In order to look at the risk of default, let’s first take a look at the rating of long-term debt and sovereign ratings provided by S&P Global Ratings.
Rating breakdown
70% of the $43 billion in long-term debt expected to be raised by sub-Saharan African nations this year is ‘B’ rated. The only ‘A’ rated debt among the 17 nations analyzed by S&P is expected to be raised by Botswana, forming 0.66% of the overall projected debt. The remaining debt is ‘BBB’ rated.
Of the three nations expected to raise 82% of the total expected borrowing for 2017, South Africa has the best long-term local and foreign currency ratings of ‘BBB’ and ‘BBB-‘ respectively. While long-term local and foreign currency debt ratings of both Angola and Nigeria are ‘B’ rated, S&P’s outlook on Angola’s ratings is ‘negative’ while that on Nigeria is ‘stable.’
Mozambique, whose default we looked at in the first article of this series, has been rated as ‘Selective Default’ on its long-term foreign currency ratings while is rated ‘B-‘ on its local currency ratings – the lowest tied with Ghana and the Republic of the Congo. Among the 17 nations analyzed, the Democratic Republic of the Congo is the worst placed with ‘B-‘ long-term local and foreign currency ratings and a negative outlook.
Chasing yields
The primary reason why investors look at emerging and frontier market bonds is because of the higher yields they provide as compared to developed market nations. S&P noted in its report that “all 2016 issues came at a cost, with yields averaging above 9%–well above the about 6% average level enjoyed in 2013-2015.”
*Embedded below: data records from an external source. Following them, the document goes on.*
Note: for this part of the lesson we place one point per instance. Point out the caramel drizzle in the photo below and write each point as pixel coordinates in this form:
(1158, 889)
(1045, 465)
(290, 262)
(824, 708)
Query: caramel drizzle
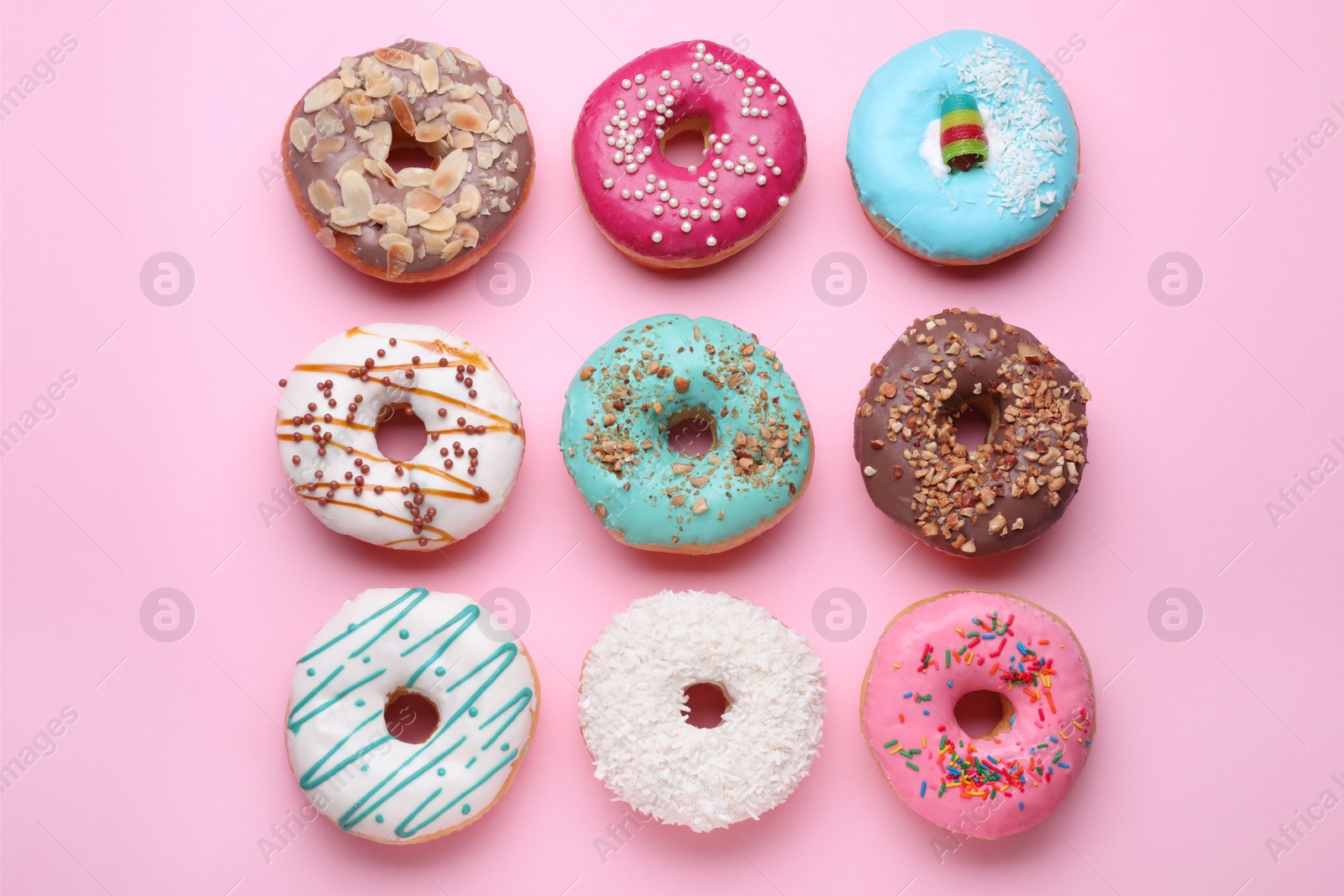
(335, 421)
(437, 345)
(385, 515)
(492, 427)
(389, 490)
(344, 369)
(423, 468)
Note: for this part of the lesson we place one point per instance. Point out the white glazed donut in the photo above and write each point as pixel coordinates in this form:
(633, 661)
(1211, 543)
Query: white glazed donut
(632, 694)
(329, 410)
(387, 642)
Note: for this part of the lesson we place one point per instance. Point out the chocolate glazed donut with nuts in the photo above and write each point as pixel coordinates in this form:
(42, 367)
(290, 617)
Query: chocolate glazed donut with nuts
(971, 499)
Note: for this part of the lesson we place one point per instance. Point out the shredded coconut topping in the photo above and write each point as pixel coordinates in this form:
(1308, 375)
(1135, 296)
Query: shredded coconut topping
(632, 694)
(1030, 132)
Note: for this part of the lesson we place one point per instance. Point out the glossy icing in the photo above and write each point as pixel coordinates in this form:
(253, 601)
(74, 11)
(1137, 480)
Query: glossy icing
(948, 647)
(645, 204)
(972, 499)
(454, 486)
(659, 369)
(990, 210)
(632, 694)
(443, 647)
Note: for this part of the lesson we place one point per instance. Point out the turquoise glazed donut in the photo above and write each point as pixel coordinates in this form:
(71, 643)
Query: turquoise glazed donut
(1003, 203)
(624, 436)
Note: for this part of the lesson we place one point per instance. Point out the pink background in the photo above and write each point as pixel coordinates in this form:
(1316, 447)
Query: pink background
(160, 134)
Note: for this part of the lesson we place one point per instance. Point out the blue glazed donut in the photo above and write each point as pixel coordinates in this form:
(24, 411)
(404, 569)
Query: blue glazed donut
(995, 208)
(656, 376)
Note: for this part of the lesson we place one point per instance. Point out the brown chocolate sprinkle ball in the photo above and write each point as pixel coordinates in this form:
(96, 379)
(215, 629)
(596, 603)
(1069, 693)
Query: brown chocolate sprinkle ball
(971, 500)
(437, 215)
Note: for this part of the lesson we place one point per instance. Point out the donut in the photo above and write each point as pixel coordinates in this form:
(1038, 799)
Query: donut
(633, 694)
(327, 421)
(618, 436)
(381, 645)
(664, 215)
(434, 217)
(963, 148)
(971, 499)
(938, 651)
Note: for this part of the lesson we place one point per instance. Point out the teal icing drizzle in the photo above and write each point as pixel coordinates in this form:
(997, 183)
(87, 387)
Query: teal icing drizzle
(407, 829)
(954, 215)
(475, 687)
(648, 501)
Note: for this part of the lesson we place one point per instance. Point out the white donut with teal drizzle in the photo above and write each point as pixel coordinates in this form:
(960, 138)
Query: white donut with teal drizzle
(327, 419)
(633, 694)
(992, 210)
(444, 647)
(655, 375)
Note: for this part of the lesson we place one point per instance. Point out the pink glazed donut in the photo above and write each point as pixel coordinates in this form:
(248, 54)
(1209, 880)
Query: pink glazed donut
(938, 651)
(664, 215)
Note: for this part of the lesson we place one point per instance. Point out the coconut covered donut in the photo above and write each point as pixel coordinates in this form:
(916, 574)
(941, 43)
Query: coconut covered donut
(963, 148)
(632, 699)
(971, 499)
(664, 215)
(636, 389)
(389, 642)
(937, 652)
(327, 419)
(423, 222)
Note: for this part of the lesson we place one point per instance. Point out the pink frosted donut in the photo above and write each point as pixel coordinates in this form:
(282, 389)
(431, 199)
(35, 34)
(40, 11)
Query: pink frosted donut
(664, 215)
(938, 651)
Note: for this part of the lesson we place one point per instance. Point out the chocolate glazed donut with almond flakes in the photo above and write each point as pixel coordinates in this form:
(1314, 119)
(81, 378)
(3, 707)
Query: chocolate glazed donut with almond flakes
(971, 499)
(421, 222)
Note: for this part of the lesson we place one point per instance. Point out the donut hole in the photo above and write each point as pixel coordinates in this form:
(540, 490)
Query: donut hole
(409, 156)
(410, 716)
(705, 705)
(976, 422)
(687, 143)
(984, 714)
(692, 432)
(401, 436)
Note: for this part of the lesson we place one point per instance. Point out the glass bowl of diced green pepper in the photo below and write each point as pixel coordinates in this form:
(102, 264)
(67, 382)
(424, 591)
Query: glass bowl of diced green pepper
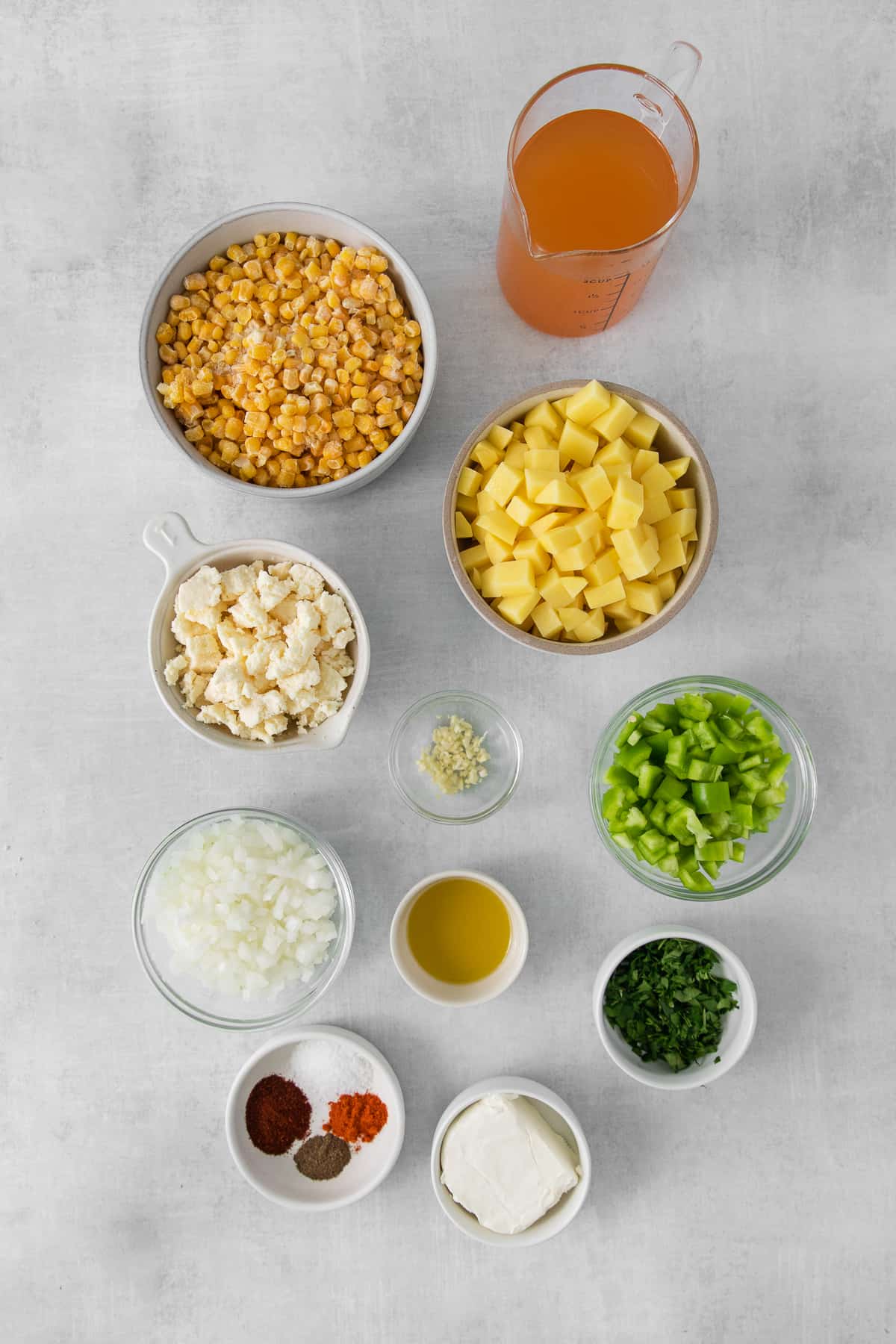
(703, 788)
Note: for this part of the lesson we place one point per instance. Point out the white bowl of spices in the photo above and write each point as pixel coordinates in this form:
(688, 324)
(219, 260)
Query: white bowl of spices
(454, 757)
(314, 1120)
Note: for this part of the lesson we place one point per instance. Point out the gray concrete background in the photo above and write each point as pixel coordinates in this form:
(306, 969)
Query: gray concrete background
(759, 1210)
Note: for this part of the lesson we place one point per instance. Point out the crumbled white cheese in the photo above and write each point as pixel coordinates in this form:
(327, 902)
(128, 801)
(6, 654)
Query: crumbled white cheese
(261, 647)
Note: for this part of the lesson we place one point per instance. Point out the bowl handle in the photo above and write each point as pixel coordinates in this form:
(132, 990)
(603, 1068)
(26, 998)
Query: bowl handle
(169, 538)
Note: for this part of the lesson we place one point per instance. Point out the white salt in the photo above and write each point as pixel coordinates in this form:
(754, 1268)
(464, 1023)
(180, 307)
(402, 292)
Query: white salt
(326, 1068)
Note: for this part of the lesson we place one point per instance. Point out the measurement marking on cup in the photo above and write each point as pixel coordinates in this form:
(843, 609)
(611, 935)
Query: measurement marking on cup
(606, 297)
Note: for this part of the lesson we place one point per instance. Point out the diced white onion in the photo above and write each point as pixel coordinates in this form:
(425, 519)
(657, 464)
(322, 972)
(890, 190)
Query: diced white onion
(246, 906)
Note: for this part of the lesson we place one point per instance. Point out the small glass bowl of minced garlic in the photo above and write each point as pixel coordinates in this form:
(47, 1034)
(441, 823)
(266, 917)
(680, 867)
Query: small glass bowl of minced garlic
(454, 757)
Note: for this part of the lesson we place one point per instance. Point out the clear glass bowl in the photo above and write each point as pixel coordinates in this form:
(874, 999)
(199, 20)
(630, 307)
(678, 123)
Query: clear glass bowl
(766, 855)
(411, 737)
(228, 1011)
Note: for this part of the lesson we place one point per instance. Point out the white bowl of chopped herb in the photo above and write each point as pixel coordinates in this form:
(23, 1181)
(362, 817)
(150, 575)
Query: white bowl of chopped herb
(675, 1008)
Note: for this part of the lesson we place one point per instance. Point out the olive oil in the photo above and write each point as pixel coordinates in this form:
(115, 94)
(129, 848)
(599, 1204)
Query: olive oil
(458, 930)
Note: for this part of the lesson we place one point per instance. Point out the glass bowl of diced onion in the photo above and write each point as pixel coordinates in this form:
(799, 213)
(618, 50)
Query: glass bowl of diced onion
(270, 992)
(766, 853)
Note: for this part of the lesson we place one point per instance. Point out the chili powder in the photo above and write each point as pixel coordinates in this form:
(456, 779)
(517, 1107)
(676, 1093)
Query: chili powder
(277, 1113)
(356, 1117)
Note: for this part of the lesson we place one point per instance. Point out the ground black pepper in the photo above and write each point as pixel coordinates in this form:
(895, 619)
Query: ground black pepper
(323, 1157)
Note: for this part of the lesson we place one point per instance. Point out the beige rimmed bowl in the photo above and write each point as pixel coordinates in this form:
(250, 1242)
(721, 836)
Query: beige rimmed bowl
(171, 539)
(238, 228)
(673, 440)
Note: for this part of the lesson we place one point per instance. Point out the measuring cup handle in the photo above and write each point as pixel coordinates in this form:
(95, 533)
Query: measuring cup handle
(680, 66)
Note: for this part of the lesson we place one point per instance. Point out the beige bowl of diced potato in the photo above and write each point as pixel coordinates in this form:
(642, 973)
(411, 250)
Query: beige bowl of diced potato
(695, 490)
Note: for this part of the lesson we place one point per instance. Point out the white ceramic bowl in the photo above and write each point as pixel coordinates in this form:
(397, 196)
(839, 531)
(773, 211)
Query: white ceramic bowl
(479, 991)
(277, 1177)
(736, 1031)
(171, 539)
(238, 228)
(561, 1119)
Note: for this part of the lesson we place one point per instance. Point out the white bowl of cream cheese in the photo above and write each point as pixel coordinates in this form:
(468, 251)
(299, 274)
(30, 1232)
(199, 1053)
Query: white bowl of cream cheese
(482, 1147)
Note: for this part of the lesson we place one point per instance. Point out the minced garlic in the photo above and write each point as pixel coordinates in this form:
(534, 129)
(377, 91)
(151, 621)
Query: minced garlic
(457, 759)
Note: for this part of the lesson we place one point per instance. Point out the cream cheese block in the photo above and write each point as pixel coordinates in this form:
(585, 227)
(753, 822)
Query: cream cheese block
(504, 1164)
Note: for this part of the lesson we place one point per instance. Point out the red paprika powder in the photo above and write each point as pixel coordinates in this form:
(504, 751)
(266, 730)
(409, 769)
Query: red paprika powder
(277, 1113)
(356, 1117)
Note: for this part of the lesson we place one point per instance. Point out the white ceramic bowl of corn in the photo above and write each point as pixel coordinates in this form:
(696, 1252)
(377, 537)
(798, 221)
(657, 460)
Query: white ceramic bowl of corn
(238, 228)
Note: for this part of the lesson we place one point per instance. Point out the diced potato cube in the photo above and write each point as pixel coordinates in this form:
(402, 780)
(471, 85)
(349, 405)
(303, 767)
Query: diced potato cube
(523, 512)
(617, 470)
(575, 557)
(500, 436)
(617, 452)
(622, 612)
(603, 569)
(547, 523)
(571, 616)
(561, 492)
(547, 621)
(657, 479)
(593, 484)
(532, 550)
(588, 403)
(682, 497)
(536, 436)
(578, 445)
(499, 524)
(591, 628)
(473, 558)
(516, 609)
(656, 507)
(559, 589)
(504, 483)
(496, 550)
(626, 504)
(644, 597)
(553, 589)
(469, 482)
(677, 467)
(637, 551)
(677, 524)
(672, 556)
(485, 455)
(615, 420)
(644, 458)
(508, 579)
(667, 584)
(606, 593)
(561, 538)
(544, 416)
(590, 527)
(543, 458)
(642, 430)
(536, 480)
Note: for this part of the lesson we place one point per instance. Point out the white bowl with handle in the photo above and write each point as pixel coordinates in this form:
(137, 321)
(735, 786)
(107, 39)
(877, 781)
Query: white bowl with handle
(238, 228)
(171, 539)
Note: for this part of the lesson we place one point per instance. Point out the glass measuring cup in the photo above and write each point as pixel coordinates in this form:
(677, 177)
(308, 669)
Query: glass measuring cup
(583, 292)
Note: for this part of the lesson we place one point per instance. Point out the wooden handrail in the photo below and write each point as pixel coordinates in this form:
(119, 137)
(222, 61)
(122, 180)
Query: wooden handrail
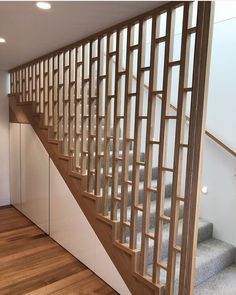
(208, 133)
(213, 137)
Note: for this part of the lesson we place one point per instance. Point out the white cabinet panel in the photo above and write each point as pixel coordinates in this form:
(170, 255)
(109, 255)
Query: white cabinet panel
(68, 225)
(106, 270)
(34, 178)
(219, 204)
(15, 187)
(70, 228)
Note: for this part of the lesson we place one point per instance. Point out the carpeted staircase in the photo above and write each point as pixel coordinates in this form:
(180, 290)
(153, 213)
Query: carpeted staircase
(215, 259)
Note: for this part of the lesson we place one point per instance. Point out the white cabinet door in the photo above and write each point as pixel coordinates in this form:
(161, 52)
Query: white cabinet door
(34, 178)
(15, 186)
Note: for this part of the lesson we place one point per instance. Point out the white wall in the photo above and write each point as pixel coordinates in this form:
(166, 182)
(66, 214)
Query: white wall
(15, 165)
(219, 204)
(34, 178)
(221, 119)
(4, 141)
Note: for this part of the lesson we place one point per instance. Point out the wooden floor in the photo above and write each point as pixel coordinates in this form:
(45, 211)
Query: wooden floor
(32, 263)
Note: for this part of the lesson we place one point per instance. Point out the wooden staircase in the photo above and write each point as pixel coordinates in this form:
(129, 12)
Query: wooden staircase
(79, 101)
(124, 259)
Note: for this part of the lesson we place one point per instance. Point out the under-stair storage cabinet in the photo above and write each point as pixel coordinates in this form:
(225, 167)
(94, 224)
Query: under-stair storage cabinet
(30, 181)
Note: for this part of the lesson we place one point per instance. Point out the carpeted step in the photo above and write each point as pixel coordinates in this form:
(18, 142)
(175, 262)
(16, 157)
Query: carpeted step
(223, 283)
(205, 230)
(168, 192)
(212, 257)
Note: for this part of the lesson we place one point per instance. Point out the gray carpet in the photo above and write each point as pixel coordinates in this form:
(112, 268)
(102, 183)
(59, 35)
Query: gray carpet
(223, 283)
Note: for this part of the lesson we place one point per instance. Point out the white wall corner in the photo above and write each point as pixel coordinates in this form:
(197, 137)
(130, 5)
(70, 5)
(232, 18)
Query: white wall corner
(4, 141)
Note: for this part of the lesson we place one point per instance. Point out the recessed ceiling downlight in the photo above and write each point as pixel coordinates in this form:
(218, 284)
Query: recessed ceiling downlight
(43, 5)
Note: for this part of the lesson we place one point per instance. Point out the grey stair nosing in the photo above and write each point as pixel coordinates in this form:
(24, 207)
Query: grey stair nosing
(205, 230)
(219, 256)
(222, 283)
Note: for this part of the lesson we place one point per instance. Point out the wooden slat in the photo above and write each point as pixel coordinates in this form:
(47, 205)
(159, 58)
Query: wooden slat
(178, 154)
(116, 129)
(137, 144)
(194, 157)
(148, 157)
(126, 134)
(161, 159)
(106, 135)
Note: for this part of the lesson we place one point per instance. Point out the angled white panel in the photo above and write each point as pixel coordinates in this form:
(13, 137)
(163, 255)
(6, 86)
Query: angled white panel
(34, 178)
(70, 228)
(15, 187)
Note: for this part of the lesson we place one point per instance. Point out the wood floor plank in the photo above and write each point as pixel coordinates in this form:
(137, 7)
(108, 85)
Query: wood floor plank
(32, 263)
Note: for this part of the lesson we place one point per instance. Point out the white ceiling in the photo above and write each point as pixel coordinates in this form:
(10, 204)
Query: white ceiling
(31, 32)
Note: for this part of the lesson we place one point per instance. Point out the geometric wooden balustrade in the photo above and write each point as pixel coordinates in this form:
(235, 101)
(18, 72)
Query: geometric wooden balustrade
(106, 103)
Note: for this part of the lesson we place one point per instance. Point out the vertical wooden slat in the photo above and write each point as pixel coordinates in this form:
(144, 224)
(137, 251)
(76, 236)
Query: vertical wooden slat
(99, 125)
(116, 128)
(90, 125)
(178, 155)
(80, 130)
(194, 157)
(161, 159)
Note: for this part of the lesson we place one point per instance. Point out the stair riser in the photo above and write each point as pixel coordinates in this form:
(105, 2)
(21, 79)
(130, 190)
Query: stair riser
(211, 269)
(204, 233)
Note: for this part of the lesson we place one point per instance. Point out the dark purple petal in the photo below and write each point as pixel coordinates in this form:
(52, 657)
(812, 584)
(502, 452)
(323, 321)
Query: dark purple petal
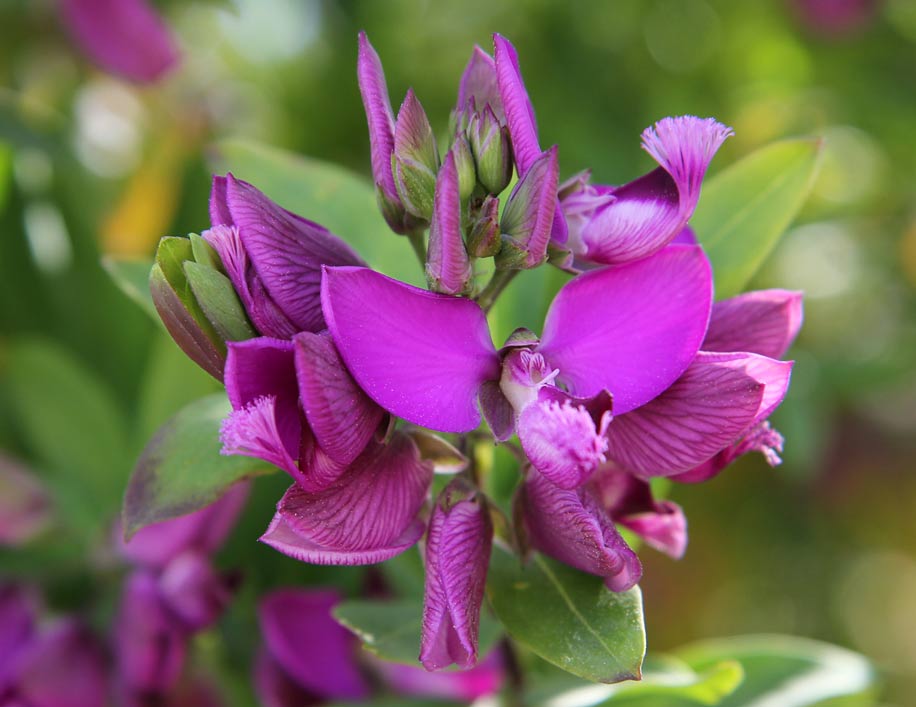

This should make sub-Saharan African debt even more attractive to international investors. For instance, Nigeria’s latest issue, yielding 7.875%, was oversubscribed nearly eight times. However, higher yields come with increased risk, as we saw in the case of Mozambique.
Risk of default
In terms of S&P’s local and foreign currency ratings and outlook, the Republic of the Congo, the Democratic Republic of the Congo, Ghana, and Mozambique seem to be the most risky. However, credit ratings are only a part of the overall assessment of risk.
Bloomberg published an article on its sovereign credit risk model for countries from the region according to which four African Eurobond issuers seem to be at most risk: Senegal, Tunisia, Ghana and Zambia. The countries are in order of the probability of default, with Senegal being at greatest risk according to Bloomberg’s model.